# If $\cos x = -15/17$ with $x$ in quadrant III, find the exact value of $\sin 2x$ and the quadrant of $2x$

If $\cos x = -15/17$ with $x$ in quadrant III, find the exact value of $\sin 2x$ and the quadrant of $2x$.

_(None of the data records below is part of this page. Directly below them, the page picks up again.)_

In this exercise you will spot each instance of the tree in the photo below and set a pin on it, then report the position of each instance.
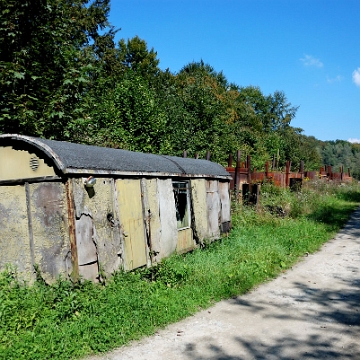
(135, 55)
(47, 63)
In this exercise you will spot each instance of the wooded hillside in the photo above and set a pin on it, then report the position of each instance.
(62, 76)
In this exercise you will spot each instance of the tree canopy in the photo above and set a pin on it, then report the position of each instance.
(62, 76)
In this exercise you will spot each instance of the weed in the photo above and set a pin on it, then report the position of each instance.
(68, 320)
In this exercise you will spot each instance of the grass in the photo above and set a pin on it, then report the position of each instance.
(65, 320)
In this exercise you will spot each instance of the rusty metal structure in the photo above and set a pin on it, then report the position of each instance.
(242, 174)
(75, 210)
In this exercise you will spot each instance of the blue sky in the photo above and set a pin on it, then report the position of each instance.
(309, 49)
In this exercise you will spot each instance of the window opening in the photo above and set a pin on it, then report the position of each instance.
(182, 203)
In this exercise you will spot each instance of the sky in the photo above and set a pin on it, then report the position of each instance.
(309, 49)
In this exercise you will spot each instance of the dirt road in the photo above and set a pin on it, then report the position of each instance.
(310, 312)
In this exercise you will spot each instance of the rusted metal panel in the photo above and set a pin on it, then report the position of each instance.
(28, 165)
(14, 235)
(132, 222)
(97, 206)
(213, 206)
(199, 208)
(185, 241)
(48, 216)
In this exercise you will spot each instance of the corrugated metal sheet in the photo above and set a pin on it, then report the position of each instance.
(48, 215)
(76, 158)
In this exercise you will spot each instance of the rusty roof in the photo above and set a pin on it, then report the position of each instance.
(71, 158)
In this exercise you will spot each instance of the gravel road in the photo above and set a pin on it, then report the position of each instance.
(310, 312)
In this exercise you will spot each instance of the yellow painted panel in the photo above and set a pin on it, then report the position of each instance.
(132, 221)
(185, 241)
(198, 195)
(14, 231)
(15, 164)
(152, 211)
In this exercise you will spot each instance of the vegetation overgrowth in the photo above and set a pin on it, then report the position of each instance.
(66, 320)
(64, 77)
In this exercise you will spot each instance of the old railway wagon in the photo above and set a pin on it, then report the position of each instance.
(76, 210)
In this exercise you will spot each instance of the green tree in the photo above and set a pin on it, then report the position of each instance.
(47, 62)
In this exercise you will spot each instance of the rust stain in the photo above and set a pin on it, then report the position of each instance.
(72, 231)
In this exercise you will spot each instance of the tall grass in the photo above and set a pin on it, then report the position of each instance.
(65, 320)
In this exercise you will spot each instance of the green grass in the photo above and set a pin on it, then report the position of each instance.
(65, 320)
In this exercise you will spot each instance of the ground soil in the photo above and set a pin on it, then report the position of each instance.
(312, 311)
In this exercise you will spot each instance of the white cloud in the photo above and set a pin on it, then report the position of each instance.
(335, 79)
(356, 77)
(309, 60)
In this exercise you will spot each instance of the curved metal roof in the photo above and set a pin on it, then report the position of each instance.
(70, 158)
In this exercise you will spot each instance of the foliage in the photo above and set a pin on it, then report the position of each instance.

I'm stuck on finding the quadrant of $2x$, so far I've done: $$\sin 2x = 2 \sin x\cos x$$

$$(-\frac8{15})(-\frac{15}{17})=$$

$$= \frac{120}{255} \Rightarrow \frac{24}{51}$$

• Where does $-18/15$ come from? – Lord Shark the Unknown Feb 25 '18 at 19:50
• note that $$\sin^2(x)+\cos^2(x)=1$$ for all real $x$ – Dr. Sonnhard Graubner Feb 25 '18 at 19:53
• Sorry, not -18/15, -8/15. – Bill Feb 25 '18 at 19:56
• Where does $-8/15$ come from? – Lord Shark the Unknown Feb 25 '18 at 19:56
• ... $\sin x = -8/17,$ not $-8/15$ – Will Jagy Feb 25 '18 at 20:01

HINT

Note that $-\frac{15}{17}\approx -1$ thus $x\approx \pi$ and $2x \approx 0$ in the first quadrant.

To find $\sin 2x$ let use

• $\sin 2x=2 \sin x \cos x >0$
• $\sin x =-\sqrt{1-\cos^2 x}$
• Thank you again gimusi. – Bill Feb 25 '18 at 20:21
• $x$ is not $\approx \pi$. Regards. – Piquito Feb 25 '18 at 20:36
• @Piquito I've used to express that it is near to $pi$, which symbol do you suggest to use? – gimusi Feb 25 '18 at 20:38
• I understand now what you wanted to say (for me a difference of $28^{\circ}$ is not for take the symbol $\approx$). Greetings. – Piquito Feb 25 '18 at 21:58

Without sign one has $$\cos x=\dfrac{15}{17}\iff\sin x=\frac {8}{17}$$ then $$\sin 2x=2\cdot\dfrac{15}{17}\cdot\frac {8}{17}=0.830449827$$ Now with signs one has, with $x$ in quadrant III, $$\arccos\frac {15}{17}=28.07248694^{\circ}\Rightarrow x=180^{\circ}+28.07248694^{\circ}=208.07248694^{\circ}$$ Therefore $$2(208.07248694^{\circ})=416.1449738^{\circ}$$ Since $$416.1449738^{\circ}-360^{\circ}=56.1449738^{\circ}$$ the quadrant of $2x$ is the first one.